The Monophysites* of Syria who rejected the doctrine of the two natures in Christ and who have been traditionally named after Jacob Baradaeus.* After the Council of Chalcedon (451) the Syrian patriarch withdrew his church from communion with other Eastern churches because he did not accept the christological doctrine set forth by the council. Often persecuted, this Monophysite church experienced strengthening through the labors of Jacob Baradaeus and his supporters. Also, Empress Theodora treated it sympathetically during the mid-sixth century. It was at the Second Council of Nicea (787) that it was described as “Jacobite” in the anathemas against the Monophysite doctrine.

Though suffering numerical losses through the Muslim conquests and through internal schisms and losses to the Roman Catholic Church in the seventeenth century, the Jacobite Church still exists, but with a small membership.

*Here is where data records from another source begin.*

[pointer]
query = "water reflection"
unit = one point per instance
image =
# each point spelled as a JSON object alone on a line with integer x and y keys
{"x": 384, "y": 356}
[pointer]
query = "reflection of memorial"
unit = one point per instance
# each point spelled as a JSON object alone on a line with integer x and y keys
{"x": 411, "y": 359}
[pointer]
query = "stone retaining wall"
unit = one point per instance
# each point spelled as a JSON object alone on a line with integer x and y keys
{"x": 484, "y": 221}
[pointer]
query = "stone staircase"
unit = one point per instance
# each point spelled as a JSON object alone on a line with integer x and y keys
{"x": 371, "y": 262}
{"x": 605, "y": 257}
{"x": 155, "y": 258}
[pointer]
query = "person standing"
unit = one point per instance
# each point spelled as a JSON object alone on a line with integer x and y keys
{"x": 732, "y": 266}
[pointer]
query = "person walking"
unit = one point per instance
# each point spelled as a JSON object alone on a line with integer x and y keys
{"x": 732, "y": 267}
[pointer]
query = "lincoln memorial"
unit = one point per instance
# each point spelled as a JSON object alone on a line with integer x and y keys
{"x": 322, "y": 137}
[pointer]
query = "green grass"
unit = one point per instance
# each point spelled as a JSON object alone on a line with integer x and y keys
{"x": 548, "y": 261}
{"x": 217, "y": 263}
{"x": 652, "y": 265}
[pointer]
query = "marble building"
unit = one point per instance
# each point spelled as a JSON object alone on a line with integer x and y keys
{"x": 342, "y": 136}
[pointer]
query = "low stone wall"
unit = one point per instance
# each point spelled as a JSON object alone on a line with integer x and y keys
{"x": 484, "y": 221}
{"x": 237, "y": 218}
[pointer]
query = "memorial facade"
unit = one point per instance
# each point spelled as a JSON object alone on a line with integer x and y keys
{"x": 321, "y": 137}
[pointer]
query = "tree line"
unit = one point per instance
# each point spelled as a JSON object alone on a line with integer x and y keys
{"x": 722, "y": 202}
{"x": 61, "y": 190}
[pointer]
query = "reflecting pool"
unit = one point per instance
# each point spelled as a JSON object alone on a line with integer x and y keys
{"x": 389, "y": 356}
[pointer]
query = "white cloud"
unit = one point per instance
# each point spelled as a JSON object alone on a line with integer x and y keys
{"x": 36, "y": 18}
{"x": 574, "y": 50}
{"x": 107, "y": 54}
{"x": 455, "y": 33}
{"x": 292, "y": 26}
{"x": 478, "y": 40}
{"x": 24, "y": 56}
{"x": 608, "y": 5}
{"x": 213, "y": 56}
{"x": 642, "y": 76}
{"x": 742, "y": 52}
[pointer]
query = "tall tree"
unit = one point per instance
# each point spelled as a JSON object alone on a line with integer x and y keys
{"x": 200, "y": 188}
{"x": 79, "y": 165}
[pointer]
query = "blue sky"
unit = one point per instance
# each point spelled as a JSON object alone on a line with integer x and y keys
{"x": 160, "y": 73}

Its patriarch, while taking his title from Antioch, lives elsewhere. The bread for the Eucharist is made of leavened dough mixed with salt and oil; in the liturgy to the trisagion is added the words “who was crucified on your account”; and the sign of the cross is made with one finger (perhaps to emphasize the doctrine of the one nature of Christ). Among the theologians of the Jacobites are reckoned Isaac of Antioch, Jacob of Edessa,* and Jacob of Sarug.*

See D. Attwater, The Dissident Eastern Churches (1937).